A former bartender testified he saw Blake and Helmbright emerge from a back room of the bar between 1:30 and 2 a.m. on Oct. 24. The witness said as the two were leaving the bar, Blake muttered to him, “Take a good look ..., it’s the last time you’ll see her pretty young face.”

Testimony said Blake took Helmbright to Wheeling Island, where he shot her in the head. He then transported her body to the Morgantown area, where a hunter found her body 75 feet off Chapline Hill Road.

Blake was again sentenced to life without mercy. In addition, under West Virginia’s three strikes law he received yet another life without mercy sentence to be served consecutively with his sentence for for killing Helmbright.

Those sentences were later vacated by the West Virginia Supreme Court of Appeals; Blake was returned to Ohio County for a new trial.

Rather than face another jury, Blake pleaded guilty to the charge and, as part of a plea agreement, he was sentenced to 15 years to life. As a result of that plea agreement, he is eligible for parole again in 2011.

At Thursday’s news conference, Berhalter said Ohio authorities are seeking to have Blake extradited from West Virginia to face the Withers murder charges. Berhalter also credited work of the Bridgeport Police Department, the Ohio Attorney General’s Office and the Ohio Bureau of Criminal Identification and Investigation in solving the case.

“I would be remiss if I didn’t specifically note all the outstanding work of BCI&I Agent Charles Snyder,” Berhalter added.

BCI&I Superintendent Robert Fiatal commended those who solved the crime and pointed to the expertise of forensic scientists who developed DNA evidence.

“DNA was a lead producer in this case,” he said.

Berhalter also read a statement from the Withers family in which they expressed gratitude for the case being solved.

“For our family, these past few days have been bittersweet,” the family wrote. “Even though we now have some resolution, it has caused us to relive a horrible event from the past. We ask you (the media) respect our privacy.”

At the time of the Withers murder, Bridgeport Patrolman Tony Leonard told reporters the assailant walked up to the car, knocked on the window and began screaming for Withers to unlock the door and give him their money.

A newspaper account of the crime reported there were two theories of what had happened: One source reported the man knocked on the car window and when Withers rolled down the glass, he was shot in the temple; another report said Withers was dragged from the car and then shot.

The reports said the female companion, a Wheeling resident at the time, described the assailant as a white male, 6 feet, 4 inches tall, between 250 and 260 pounds with blond hair. She said he was wearing a ski mask, tan cowboy boots, a silver wrist watch and a silver belt buckle with the initial “G” on it.

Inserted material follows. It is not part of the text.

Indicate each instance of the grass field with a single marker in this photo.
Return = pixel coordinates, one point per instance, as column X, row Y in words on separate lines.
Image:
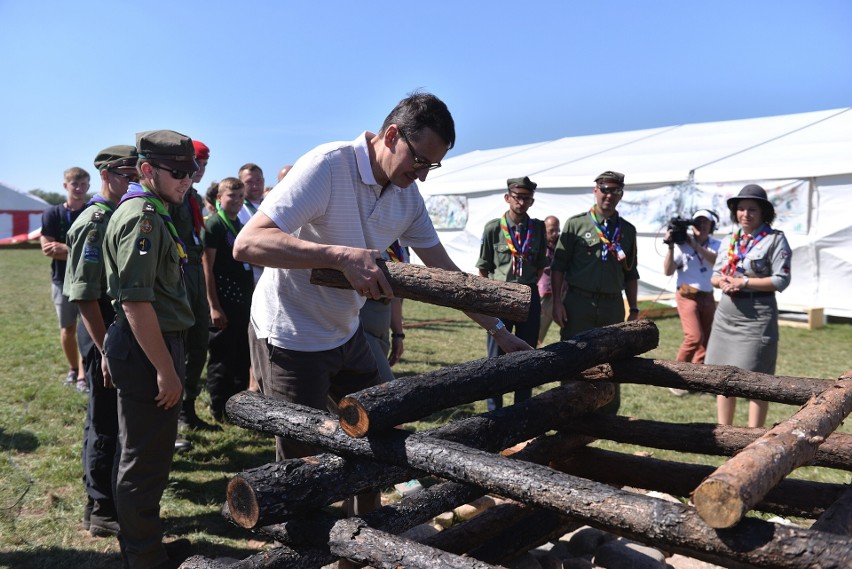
column 42, row 496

Police told reporters after Withers was shot, “his body was thrown over a fence down a hill near the park.”

Published reports said the girl was raped after Withers was killed and, when the assailant left the area, she walked to a nearby residence and awakened the residents and called the police.

Former Bridgeport Patrolman Brad Johnson said he and Leonard found the body and later found the girl, who “took off from the park by herself.”

The girl reportedly told authorities that after the shooter threw Withers’ body over the fence, he returned to the vehicle and demanded she have sex with him or he would kill her.

According to the report, the girl was forced into a wooded area, raped three times within one and one-half hours and told to walk for several minutes before returning to the car.

The assailant then walked out of the woods. She was treated and released at the former Martins Ferry Hospital.